Wed, 03/19/2014 - 11:44am
Sam Wilkinson, IHS research manager for Energy Storage

The introduction of subsidies for consumers and businesses installing energy storage in Japan and Germany is forecast to spark a drive to install the systems and help drive down costs just as they did for the solar PV industry over the past decade.

The recent introduction of a subsidy in Japan will help drive nearly 100 MW of energy storage to be installed in Japan in 2014. Japan’s share of the total global grid-connected storage market – including all interconnection locations - will reach 12 percent in 2014 whilst Germany which last year initiative a PV energy storage subsidy will claim a 11 percent share of that market this year. Just as these two countries fuelled the dramatic growth of the solar PV industry throughout the past decade by introducing feed-in tariffs and subsidies to help lower the cost of solar PV and create a roadmap to continued cost reduction, we expect a similar path to occur for energy storage.

IHS expects that the ¥10 billion (~$98M) budget set asides by Japan’s Ministry of Economy, Trade and Industry will be sufficient to subsidize approximately 60 MW of behind the meter energy storage installations.

The PV subsidies pioneered by Japan and Germany have subsequently been used as a template in dozens of other countries which has led to dramatic growth and massive cost reduction, allowing PV to compete with traditional sourced, unsubsidized in many markets.

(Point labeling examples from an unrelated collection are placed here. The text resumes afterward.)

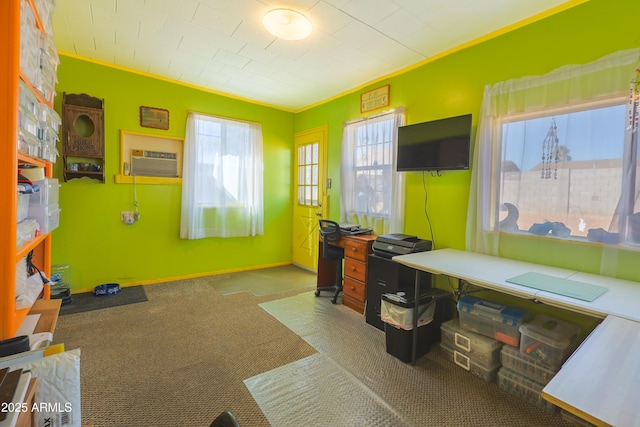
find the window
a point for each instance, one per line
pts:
(222, 178)
(372, 192)
(556, 156)
(563, 172)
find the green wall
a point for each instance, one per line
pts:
(454, 84)
(91, 238)
(101, 249)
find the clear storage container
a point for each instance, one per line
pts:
(48, 194)
(549, 341)
(479, 347)
(26, 231)
(491, 319)
(478, 368)
(526, 389)
(23, 206)
(47, 216)
(525, 365)
(397, 309)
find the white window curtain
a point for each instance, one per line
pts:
(604, 82)
(372, 191)
(222, 179)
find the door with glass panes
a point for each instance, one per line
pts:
(310, 195)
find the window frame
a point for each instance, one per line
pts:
(603, 102)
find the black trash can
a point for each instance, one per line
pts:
(397, 315)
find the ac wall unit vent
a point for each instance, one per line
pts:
(154, 163)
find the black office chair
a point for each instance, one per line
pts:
(330, 232)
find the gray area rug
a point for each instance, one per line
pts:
(434, 392)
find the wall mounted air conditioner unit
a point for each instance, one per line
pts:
(154, 163)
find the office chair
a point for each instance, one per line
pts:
(330, 232)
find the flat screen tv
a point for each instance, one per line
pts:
(435, 145)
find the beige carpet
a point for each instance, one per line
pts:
(178, 359)
(189, 353)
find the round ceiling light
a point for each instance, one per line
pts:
(287, 24)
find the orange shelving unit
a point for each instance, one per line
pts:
(10, 76)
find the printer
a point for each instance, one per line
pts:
(390, 245)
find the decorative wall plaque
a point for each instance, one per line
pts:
(83, 136)
(156, 118)
(374, 99)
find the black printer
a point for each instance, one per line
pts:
(390, 245)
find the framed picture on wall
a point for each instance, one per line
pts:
(156, 118)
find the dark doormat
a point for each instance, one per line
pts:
(88, 302)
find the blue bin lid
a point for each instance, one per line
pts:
(497, 312)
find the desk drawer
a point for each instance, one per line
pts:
(354, 289)
(357, 249)
(355, 269)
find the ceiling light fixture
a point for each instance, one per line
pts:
(287, 24)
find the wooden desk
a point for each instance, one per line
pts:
(600, 382)
(356, 250)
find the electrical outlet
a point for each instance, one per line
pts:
(127, 217)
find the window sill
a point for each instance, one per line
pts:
(127, 179)
(571, 239)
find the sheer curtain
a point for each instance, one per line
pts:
(372, 191)
(222, 180)
(560, 90)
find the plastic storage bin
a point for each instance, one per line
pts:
(23, 206)
(398, 322)
(47, 216)
(397, 309)
(525, 365)
(49, 192)
(491, 319)
(483, 349)
(26, 231)
(486, 371)
(549, 341)
(526, 389)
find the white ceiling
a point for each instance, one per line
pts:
(220, 45)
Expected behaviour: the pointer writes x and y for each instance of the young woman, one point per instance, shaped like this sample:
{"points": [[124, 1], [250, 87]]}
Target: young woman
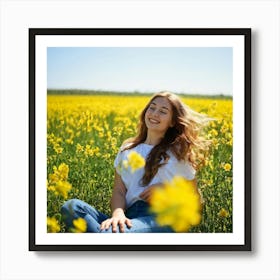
{"points": [[170, 142]]}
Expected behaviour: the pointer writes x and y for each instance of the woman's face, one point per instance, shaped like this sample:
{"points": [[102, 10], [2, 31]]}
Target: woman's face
{"points": [[158, 116]]}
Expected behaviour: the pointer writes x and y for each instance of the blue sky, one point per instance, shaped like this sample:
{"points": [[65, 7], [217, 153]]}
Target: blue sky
{"points": [[201, 70]]}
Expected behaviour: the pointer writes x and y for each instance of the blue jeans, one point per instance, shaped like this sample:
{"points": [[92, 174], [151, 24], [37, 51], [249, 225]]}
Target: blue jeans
{"points": [[142, 220]]}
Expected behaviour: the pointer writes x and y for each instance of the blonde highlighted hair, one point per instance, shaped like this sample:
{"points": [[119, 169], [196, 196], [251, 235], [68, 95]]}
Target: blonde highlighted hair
{"points": [[185, 139]]}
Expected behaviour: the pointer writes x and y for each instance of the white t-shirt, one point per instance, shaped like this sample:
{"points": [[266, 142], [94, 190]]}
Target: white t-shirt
{"points": [[165, 173]]}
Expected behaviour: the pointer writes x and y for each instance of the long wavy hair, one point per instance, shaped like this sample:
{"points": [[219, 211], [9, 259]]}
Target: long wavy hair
{"points": [[185, 139]]}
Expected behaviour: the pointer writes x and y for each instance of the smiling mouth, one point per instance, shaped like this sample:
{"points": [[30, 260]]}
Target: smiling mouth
{"points": [[153, 121]]}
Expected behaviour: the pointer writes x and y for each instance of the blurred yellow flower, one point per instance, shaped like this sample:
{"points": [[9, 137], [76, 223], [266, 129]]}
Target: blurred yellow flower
{"points": [[52, 225], [227, 167], [80, 225], [223, 213], [62, 188], [177, 204], [135, 161]]}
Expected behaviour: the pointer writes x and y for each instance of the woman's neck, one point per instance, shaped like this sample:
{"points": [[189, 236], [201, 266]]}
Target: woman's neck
{"points": [[153, 139]]}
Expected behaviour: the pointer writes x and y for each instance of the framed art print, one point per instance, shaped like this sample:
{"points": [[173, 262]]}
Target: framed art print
{"points": [[87, 89]]}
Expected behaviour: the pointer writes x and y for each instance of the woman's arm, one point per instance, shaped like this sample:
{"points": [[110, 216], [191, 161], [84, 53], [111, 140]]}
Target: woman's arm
{"points": [[118, 207]]}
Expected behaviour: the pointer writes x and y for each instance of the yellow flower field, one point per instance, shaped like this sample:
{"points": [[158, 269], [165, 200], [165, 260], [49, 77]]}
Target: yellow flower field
{"points": [[84, 134]]}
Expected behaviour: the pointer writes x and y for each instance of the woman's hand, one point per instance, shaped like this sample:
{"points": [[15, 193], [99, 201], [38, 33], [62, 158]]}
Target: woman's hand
{"points": [[118, 220], [147, 193]]}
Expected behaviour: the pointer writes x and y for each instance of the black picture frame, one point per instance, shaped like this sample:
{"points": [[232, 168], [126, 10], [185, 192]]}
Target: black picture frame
{"points": [[245, 36]]}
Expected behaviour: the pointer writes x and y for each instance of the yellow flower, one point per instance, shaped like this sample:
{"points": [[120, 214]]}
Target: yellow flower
{"points": [[223, 213], [135, 161], [80, 225], [227, 167], [177, 204], [52, 225]]}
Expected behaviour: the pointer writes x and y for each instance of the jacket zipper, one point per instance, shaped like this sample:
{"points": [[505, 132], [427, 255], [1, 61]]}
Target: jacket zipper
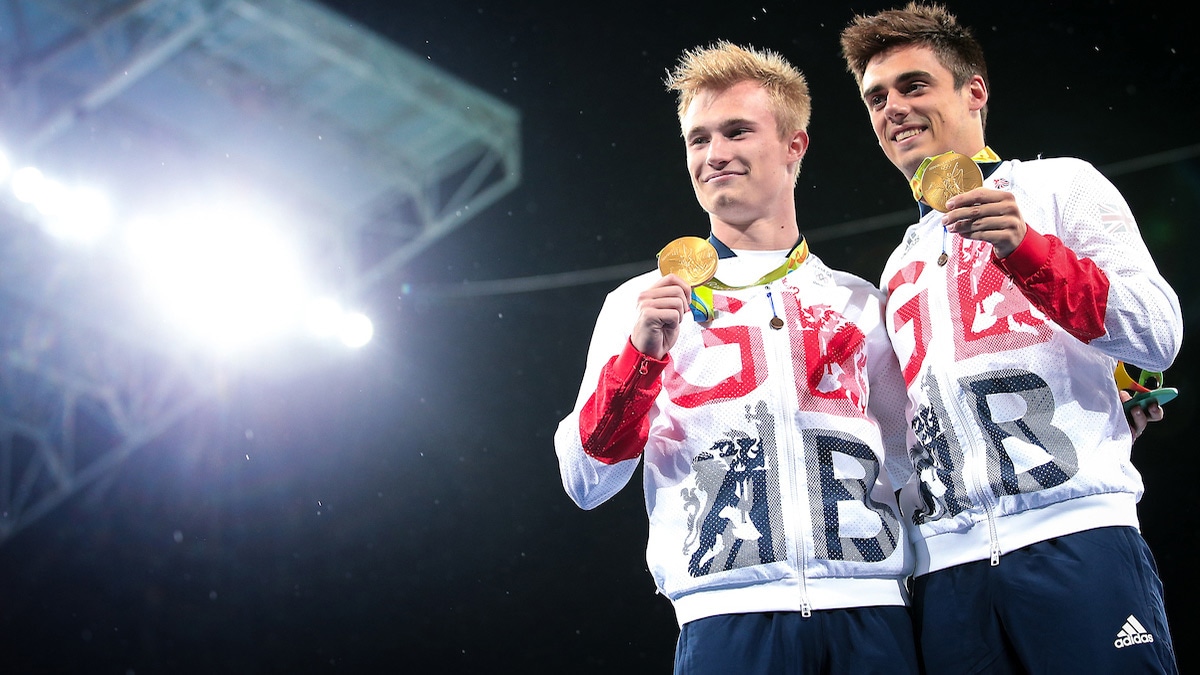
{"points": [[786, 440]]}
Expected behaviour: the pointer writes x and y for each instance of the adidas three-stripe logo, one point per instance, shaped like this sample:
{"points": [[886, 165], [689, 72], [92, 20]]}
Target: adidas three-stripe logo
{"points": [[1132, 633]]}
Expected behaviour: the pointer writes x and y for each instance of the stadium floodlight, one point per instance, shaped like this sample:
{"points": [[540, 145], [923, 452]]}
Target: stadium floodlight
{"points": [[228, 280]]}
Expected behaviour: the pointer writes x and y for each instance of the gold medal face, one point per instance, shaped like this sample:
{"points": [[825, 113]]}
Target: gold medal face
{"points": [[948, 175], [690, 258]]}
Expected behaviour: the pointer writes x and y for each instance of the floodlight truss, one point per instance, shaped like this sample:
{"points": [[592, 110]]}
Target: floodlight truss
{"points": [[383, 151]]}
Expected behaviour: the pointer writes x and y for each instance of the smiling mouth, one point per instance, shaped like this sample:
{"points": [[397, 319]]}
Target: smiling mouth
{"points": [[721, 174]]}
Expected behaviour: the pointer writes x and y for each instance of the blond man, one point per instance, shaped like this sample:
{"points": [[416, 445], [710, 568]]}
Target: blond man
{"points": [[765, 406]]}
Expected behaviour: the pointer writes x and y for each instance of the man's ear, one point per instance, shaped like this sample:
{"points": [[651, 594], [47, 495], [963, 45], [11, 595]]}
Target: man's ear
{"points": [[797, 145], [976, 91]]}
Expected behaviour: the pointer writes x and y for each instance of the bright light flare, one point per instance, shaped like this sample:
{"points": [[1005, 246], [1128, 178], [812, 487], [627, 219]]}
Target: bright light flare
{"points": [[355, 330], [227, 279], [84, 216], [327, 318]]}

We predict a similar story for energy storage and expect other countries will follow suit in the coming years, introducing storage as they see the benefits that it can bring to ageing grid infrastructure with increasing penetration levels of renewable sources. As such we expect 6 GW of storage to be installed in 2017, with 1.5 GW of this being co-located with utility-scale renewable sources and over 2 GW in behind-the-meter systems, many of which will also include PV systems. At the same time, and driven by these and other subsidies, we expect the price of energy storage systems to fall by nearly 30 percent by 2017, allowing them to become economically viable solutions in several markets and applications.